Devrim Hareketi, Ankara’nın Nallıhan ilçesindeki Çayırhan Termik Santrali’de çalışan 500 madencinin özelleştirmeye karşı kendilerini 350 metre altındaki maden ocağına kapatma eylemine destek amacıyla Madenci Anıtı önünde eylem düzenledi.
“Madenler satılamaz. Direnen Çayırhan işçilerinin yanındayız” sloganıyla düzenlenen eylemde “Çayırhan işçisi yalnız değildir”, “Madenler halkındır satılamaz”, “Madencinin öfkesi patronları yenecek”, “AKP elini madenlerden çek” ve “Yoksulluğun kaynağı patron düzeni” sloganları atıldı.
Devrim Hareketi MYK üyesi Şevket Çavuşoğlu yaptığı açıklamada, “Çayırhan işçileri, bugün bir milyon hanenin elektrik ihtiyacını karşılayan Çayırhan santralinin kar hırsına bırakılamacağını hatırlatıyorlar. Ankara’nın karanlıkta kalmaması için kendilerini yerin altına, karanlık madenlere kilitlemekten çekinmiyorlar. Santraller, işçinin emeğidir. Ülkenin bağımsızlığının güvencesidir, satılamaz” ifadelerini kullandı.
“İş cinayetlerine kurban gitmemek için direniyorlar”

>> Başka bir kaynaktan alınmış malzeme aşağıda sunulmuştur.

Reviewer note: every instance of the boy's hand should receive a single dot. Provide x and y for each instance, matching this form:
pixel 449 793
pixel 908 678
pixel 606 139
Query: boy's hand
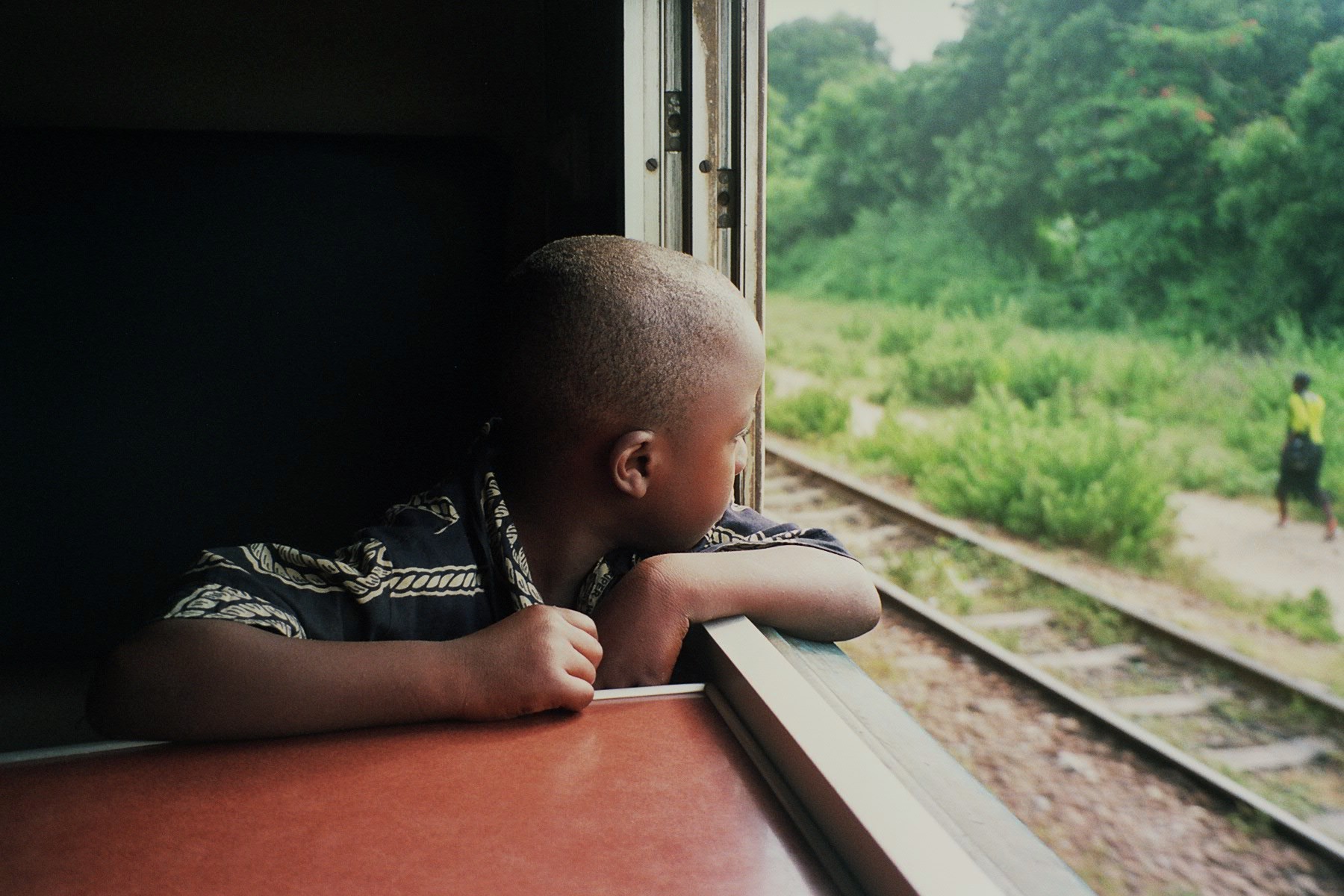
pixel 538 659
pixel 643 625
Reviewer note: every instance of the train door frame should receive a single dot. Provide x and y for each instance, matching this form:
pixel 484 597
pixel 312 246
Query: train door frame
pixel 695 113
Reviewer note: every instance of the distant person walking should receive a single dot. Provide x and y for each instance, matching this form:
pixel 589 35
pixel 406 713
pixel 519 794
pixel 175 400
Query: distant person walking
pixel 1303 454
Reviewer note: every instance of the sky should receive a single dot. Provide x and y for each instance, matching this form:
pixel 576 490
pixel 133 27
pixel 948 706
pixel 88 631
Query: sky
pixel 910 27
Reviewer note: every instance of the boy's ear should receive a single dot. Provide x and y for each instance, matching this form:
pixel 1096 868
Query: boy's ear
pixel 632 455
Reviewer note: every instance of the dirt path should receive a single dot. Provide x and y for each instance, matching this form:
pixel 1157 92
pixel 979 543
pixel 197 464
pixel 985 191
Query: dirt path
pixel 1241 543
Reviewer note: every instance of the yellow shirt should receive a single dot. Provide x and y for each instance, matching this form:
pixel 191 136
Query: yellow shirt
pixel 1305 413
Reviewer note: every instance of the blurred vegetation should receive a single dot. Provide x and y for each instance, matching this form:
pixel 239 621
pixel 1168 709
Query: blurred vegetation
pixel 811 413
pixel 1308 620
pixel 1169 166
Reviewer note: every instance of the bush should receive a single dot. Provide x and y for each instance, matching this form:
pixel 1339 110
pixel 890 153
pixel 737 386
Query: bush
pixel 1053 474
pixel 812 413
pixel 906 332
pixel 1038 368
pixel 1310 620
pixel 949 373
pixel 856 329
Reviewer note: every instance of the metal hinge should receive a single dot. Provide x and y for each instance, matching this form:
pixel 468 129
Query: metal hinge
pixel 726 198
pixel 672 121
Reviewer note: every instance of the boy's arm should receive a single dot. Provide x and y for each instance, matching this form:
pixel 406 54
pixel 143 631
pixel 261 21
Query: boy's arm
pixel 804 591
pixel 210 680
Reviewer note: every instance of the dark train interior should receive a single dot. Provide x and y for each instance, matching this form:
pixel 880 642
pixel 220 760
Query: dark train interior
pixel 243 250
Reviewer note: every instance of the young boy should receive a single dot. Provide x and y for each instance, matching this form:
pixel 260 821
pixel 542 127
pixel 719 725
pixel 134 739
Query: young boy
pixel 591 526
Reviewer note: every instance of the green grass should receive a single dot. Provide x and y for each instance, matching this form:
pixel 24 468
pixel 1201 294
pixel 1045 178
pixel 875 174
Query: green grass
pixel 1066 437
pixel 812 413
pixel 1308 620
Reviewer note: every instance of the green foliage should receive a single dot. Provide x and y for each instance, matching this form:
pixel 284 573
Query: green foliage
pixel 1172 164
pixel 812 413
pixel 1310 620
pixel 856 329
pixel 1057 472
pixel 806 54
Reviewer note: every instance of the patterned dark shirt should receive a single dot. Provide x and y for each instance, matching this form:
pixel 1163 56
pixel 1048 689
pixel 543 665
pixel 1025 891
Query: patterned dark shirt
pixel 444 564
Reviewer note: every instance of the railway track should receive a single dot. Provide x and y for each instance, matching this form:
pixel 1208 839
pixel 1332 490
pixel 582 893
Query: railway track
pixel 1251 735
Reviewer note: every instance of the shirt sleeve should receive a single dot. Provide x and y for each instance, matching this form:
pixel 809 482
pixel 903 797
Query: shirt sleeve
pixel 217 588
pixel 741 528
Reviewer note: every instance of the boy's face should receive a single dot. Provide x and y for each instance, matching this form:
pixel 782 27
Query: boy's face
pixel 709 449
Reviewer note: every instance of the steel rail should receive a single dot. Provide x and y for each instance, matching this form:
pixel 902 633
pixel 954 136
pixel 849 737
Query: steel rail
pixel 1310 691
pixel 1018 667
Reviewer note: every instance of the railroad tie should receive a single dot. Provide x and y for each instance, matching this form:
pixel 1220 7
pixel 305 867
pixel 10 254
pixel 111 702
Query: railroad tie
pixel 1169 704
pixel 1283 754
pixel 794 499
pixel 871 539
pixel 821 517
pixel 780 484
pixel 1331 824
pixel 1016 620
pixel 1095 659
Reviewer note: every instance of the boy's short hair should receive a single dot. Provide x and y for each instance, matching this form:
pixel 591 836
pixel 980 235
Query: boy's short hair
pixel 611 332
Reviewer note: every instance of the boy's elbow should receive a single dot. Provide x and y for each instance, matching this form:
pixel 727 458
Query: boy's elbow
pixel 109 702
pixel 132 695
pixel 865 603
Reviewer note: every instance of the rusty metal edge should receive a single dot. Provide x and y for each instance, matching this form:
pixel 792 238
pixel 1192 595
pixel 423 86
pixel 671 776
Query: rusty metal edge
pixel 964 532
pixel 902 601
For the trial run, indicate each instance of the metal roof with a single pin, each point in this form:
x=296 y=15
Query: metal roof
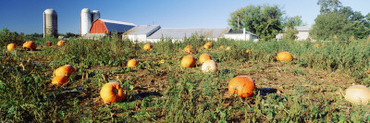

Çavuşoğlu şunları kaydetti:
“Ankara’nın Nallıhan ilçesinde yer alan Çayırhan Termik Santrali ve ona bağlı maden sahalarının özelleştirilmesine karşı sesimizi yükseltmek için buradayız. Dün sabah saatlerinden itibaren madende direnişe geçen işçilerin çağrısına katılmak için toplandık. Çayırhan işçileri öncelikle emekleri, hakları için direniyorlar. İş cinayetlerine kurban gitmemek için mücadele ediyorlar. Kazanılmış sosyal haklarına sahip çıkıyorlar. Daha sonra Nallıhan için direniyorlar. Özel sektörün gelmesi ile az sayıda işçinin sırtına kaldırılamayacak bir yükün bindirileceğini biliyorlar. Verimlilik adı altında Nallıhan’da işsizliğin artacağını görüyorlar. Sonra Ankara için direniyorlar. Bugün 1 milyon hanenin elektrik ihtiyacını karşılayan Çayırhan santralinin kar hırsına bırakılamacağını hatırlatıyorlar. Ankara’nın karanlıkta kalmaması için kendilerini yerin altına, karanlık madenlere kilitlemekten çekinmiyorlar. ve Türkiye için direniyorlar. Madenlerini, santrallerini patronlara peşkeş çeken bir ülkenin bağımsızlığını yitireceğini anlıyorlar. Halkın ortak değerlerinin yağmalanmaması için üzerlerine düşen görevi fazlası ile yerine getiriyorlar.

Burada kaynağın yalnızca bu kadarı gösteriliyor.